Eileen Kennedy is the Georgia Athletic Association Professor, and Interim Department Head at the Department of Pharmacology at the University of Georgia. She earned her Ph.D. in Chemistry and Biochemistry at the University of California, San Diego 2005, and following Postdoctoral and Research Associate positions at Harvard University, came to the University of Georgia in 2010.

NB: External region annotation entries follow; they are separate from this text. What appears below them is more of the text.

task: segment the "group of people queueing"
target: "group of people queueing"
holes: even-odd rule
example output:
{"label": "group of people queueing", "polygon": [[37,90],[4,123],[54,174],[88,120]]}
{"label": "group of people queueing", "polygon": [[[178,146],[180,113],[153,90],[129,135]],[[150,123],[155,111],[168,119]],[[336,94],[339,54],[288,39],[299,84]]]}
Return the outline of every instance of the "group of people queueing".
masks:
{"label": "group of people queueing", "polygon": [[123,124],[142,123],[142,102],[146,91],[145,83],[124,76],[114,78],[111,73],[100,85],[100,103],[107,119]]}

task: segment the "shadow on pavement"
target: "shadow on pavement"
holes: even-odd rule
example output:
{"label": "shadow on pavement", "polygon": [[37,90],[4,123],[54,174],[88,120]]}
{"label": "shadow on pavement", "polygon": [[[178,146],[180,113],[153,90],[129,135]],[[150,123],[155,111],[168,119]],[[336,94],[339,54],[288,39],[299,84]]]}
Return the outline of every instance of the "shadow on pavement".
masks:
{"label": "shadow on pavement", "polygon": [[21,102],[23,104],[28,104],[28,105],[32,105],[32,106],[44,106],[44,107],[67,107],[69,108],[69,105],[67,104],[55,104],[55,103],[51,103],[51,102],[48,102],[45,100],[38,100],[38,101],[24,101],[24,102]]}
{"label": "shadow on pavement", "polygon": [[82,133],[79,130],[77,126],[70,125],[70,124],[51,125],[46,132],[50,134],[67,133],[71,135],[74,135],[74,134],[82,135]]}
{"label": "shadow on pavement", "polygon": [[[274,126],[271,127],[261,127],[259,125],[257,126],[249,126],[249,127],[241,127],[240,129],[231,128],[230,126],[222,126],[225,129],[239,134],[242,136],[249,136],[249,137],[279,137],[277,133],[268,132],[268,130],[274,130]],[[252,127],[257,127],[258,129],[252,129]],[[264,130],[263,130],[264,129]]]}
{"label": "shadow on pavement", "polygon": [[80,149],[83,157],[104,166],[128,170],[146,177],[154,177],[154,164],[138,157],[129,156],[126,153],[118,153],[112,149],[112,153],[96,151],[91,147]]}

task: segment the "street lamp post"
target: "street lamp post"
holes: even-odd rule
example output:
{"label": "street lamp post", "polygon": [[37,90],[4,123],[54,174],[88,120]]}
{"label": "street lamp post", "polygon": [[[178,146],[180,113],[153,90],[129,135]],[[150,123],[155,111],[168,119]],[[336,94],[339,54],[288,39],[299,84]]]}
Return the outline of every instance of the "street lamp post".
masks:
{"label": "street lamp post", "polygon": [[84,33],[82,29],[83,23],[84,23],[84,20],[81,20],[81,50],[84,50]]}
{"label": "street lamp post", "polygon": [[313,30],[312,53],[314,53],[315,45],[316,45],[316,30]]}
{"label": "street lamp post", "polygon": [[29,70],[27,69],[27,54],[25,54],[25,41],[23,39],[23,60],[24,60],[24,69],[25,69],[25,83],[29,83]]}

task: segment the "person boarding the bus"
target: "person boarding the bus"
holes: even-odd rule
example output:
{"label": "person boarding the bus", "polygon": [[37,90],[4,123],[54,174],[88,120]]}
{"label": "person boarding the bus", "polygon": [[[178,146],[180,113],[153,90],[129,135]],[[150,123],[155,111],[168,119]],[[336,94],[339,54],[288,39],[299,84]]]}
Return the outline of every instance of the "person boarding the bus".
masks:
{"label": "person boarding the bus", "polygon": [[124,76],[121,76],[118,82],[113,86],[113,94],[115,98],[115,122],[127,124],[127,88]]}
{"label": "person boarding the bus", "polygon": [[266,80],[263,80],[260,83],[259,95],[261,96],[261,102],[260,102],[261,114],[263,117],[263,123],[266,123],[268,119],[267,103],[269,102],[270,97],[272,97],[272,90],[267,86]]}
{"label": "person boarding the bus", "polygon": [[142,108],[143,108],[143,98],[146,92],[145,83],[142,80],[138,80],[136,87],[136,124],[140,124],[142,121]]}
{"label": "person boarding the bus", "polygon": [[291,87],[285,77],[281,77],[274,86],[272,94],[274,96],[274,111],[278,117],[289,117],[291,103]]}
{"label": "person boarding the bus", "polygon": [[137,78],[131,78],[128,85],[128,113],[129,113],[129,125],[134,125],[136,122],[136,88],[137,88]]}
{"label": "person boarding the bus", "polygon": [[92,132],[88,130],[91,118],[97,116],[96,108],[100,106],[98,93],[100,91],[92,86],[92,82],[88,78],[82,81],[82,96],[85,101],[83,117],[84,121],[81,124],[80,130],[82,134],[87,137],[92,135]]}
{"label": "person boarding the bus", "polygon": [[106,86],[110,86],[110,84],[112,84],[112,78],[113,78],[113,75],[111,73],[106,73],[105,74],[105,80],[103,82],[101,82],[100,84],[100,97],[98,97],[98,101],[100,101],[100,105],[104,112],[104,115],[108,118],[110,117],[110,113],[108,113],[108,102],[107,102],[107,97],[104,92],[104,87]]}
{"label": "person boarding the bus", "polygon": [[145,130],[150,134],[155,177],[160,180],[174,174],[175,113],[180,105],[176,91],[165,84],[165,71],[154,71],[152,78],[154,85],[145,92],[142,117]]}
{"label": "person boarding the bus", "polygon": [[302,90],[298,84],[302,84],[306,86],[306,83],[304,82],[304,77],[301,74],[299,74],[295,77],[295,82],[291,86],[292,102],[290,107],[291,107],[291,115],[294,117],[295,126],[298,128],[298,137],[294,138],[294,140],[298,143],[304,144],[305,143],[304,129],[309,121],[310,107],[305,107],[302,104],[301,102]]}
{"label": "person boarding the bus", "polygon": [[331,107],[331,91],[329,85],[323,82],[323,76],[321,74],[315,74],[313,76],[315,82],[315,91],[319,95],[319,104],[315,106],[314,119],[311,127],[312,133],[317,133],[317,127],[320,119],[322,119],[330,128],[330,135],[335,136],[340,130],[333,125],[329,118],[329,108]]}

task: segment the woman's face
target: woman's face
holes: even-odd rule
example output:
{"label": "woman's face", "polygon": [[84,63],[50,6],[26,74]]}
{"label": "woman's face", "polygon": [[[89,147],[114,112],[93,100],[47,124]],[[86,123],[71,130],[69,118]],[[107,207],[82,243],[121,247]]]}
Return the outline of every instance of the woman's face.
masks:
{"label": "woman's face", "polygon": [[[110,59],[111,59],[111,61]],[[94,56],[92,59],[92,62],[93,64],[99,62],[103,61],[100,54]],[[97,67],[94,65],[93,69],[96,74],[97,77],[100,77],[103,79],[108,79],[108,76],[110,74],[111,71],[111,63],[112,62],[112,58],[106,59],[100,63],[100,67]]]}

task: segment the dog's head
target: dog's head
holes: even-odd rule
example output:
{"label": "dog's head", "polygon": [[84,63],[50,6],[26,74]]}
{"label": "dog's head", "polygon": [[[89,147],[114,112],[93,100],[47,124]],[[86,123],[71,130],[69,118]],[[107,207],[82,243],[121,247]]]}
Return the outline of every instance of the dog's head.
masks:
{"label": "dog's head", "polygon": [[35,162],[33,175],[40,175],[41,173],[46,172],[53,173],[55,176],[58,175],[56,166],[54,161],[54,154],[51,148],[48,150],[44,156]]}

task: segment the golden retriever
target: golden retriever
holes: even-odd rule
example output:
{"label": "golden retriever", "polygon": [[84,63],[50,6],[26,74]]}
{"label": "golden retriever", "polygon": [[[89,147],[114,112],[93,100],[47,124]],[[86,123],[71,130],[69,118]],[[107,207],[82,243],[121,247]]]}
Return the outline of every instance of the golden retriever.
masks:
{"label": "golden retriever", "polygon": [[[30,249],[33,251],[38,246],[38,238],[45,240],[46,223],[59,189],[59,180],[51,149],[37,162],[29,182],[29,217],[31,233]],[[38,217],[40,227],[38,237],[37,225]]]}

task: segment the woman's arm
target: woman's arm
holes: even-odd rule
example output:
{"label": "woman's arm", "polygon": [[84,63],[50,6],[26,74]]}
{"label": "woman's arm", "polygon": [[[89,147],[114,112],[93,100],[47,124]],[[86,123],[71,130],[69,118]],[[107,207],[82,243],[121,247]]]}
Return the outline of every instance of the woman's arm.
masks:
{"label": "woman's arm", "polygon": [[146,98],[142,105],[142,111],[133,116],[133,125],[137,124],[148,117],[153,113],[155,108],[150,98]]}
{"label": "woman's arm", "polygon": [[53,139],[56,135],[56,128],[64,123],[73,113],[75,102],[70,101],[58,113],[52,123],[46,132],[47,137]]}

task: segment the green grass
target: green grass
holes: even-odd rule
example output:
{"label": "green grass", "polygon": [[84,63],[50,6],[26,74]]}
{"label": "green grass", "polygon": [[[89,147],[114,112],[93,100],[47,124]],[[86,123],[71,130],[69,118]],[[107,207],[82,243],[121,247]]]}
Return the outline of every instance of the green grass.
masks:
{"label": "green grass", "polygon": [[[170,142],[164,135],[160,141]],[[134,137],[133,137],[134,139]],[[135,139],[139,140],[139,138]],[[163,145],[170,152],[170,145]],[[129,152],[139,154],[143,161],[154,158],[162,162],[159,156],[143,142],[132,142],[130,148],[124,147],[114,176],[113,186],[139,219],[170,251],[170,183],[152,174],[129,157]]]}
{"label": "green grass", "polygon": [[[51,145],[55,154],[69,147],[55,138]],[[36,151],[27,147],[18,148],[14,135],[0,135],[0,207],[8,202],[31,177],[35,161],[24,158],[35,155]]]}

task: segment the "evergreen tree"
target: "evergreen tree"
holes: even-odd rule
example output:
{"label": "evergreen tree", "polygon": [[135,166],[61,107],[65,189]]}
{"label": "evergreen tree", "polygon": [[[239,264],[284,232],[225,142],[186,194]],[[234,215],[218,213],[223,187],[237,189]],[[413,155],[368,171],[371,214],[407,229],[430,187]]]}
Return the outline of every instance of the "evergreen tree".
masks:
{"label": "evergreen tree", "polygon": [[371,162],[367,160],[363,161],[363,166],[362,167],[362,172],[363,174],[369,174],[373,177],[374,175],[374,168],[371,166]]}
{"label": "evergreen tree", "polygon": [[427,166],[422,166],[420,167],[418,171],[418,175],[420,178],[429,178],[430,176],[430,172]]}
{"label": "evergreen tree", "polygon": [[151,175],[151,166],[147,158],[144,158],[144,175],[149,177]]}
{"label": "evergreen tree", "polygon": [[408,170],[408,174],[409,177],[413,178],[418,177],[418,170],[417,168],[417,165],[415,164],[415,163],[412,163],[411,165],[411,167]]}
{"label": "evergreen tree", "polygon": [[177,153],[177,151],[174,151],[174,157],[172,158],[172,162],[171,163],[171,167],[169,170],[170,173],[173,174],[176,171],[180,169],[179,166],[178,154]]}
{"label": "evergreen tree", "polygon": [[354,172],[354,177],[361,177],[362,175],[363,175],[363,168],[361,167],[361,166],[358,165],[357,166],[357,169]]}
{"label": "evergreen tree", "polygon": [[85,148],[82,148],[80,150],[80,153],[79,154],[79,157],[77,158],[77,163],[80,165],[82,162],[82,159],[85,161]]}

Research in the kennedy lab focuses on design of allosteric inhibitor compounds targeting kinase activation and signaling. The protein kinase superfamily comprises one of the largest gene families encoded in the human genome. A comprehensive understanding of kinase activity under normal and disease states is critical in order to identify targets for disease intervention. However, studying kinase signaling is inherently challenging since there are more than 500 kinases in the human genome, and as a result, there is significant crosstalk among multiple kinases for phosphorylation targets. Additionally, multiple isoforms exist for many kinases, thereby making it nearly impossible to address the question using genetic knockdowns/knockouts since other genes will compensate with altered expression levels.
To address this question, the Kennedy lab is developing novel chemical biology strategies to synthetically disrupt protein:protein interactions, PPIs, using chemically stabilized peptides. This methodology allows for the development of investigative tools that can be applied to elegantly and selectively manipulate protein-protein interactions that are involved in signaling pathways within a cellular environment. The long-term goal of the lab is to develop synthetic biologics that can be used to probe cell signaling events that are mediated by kinases. By inhibiting specific protein:protein interactions within a cellular environment, cancer-related cell signaling events can be studied in a temporal manner and highlight new strategies for therapeutic intervention. They are applying this strategy to study the AGC family of kinases as well as EGFR in breast and lung cancer models.